Court applies “unavailability exception” limiting allocation to years in which coverage was purchased or otherwise available in the market.
Rossello v. Zurich Am. Ins. Co., No. 24, September Term, 2019 (Md. Apr. 3, 2020).
In another state high court decision addressing the allocation of long-tail losses from progressive injuries, the Maryland Court of Appeals held – following a line of prior holdings from the State’s intermediate appellate court – that pro rata allocation applies in determining coverage for liability arising from progressive property damage or bodily injury. Under “pro rata” allocation, the insured can only recover from each insurer the portion of the loss corresponding to the insurer’s time on the risk.

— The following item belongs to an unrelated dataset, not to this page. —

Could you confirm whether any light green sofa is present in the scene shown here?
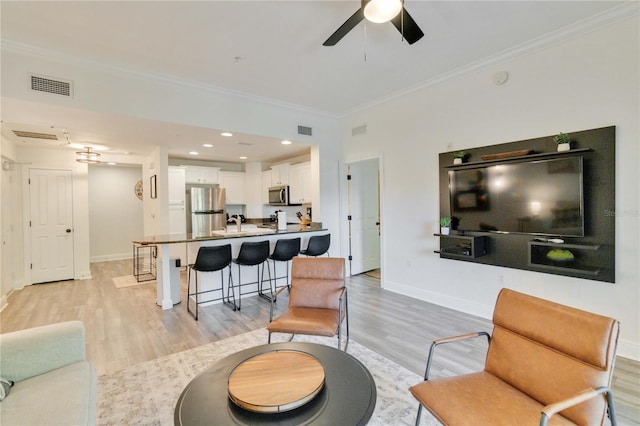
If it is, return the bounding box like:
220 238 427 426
0 321 97 426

The case arose after Rossello was diagnosed in 2013 with mesothelioma caused by his exposure to asbestos beginning in 1974. Lloyd E. Mitchell, Inc. (Mitchell) installed the asbestos while performing construction at Rosello’s workplace. After Rossello obtained a judgment against Mitchell, he obtained a writ of garnishment against Mitchell’s insurer, Zurich, which had issued CGL policies to Mitchell between 1974 and 1977. The court stayed garnishment pending resolution of Zurich’s coverage obligations.
Zurich argued, and the court agreed, that Rossello’s damages should be allocated on a pro rata time-on-the-risk basis across all insurable periods during which Rossello was exposed to asbestos. Notably, however, the court also adopted what is commonly referred to as the “unavailability exception,” which limits allocation to years in which coverage was purchased or otherwise available in the market. That is, although the insured is generally allocated the pro-rated share of loss corresponding to periods of no coverage, if the gap in coverage is due to the fact that insurance was not commercially available, then such periods of unavailability do not factor into the pro rata allocation.
The court found that the burden to prove that coverage was unavailable falls on the insured or claimant. In this case, however, Zurich acknowledged that 1985 was the final year that Mitchell would have been able to purchase coverage for asbestos liabilities, and Rossello did not prove otherwise. The court therefore held that the relevant period for allocation was twelve years – from Rosello’s initial exposure in 1974 until the final year insurance was available in 1985 – and that Zurich was liable only for its four-year pro rata share.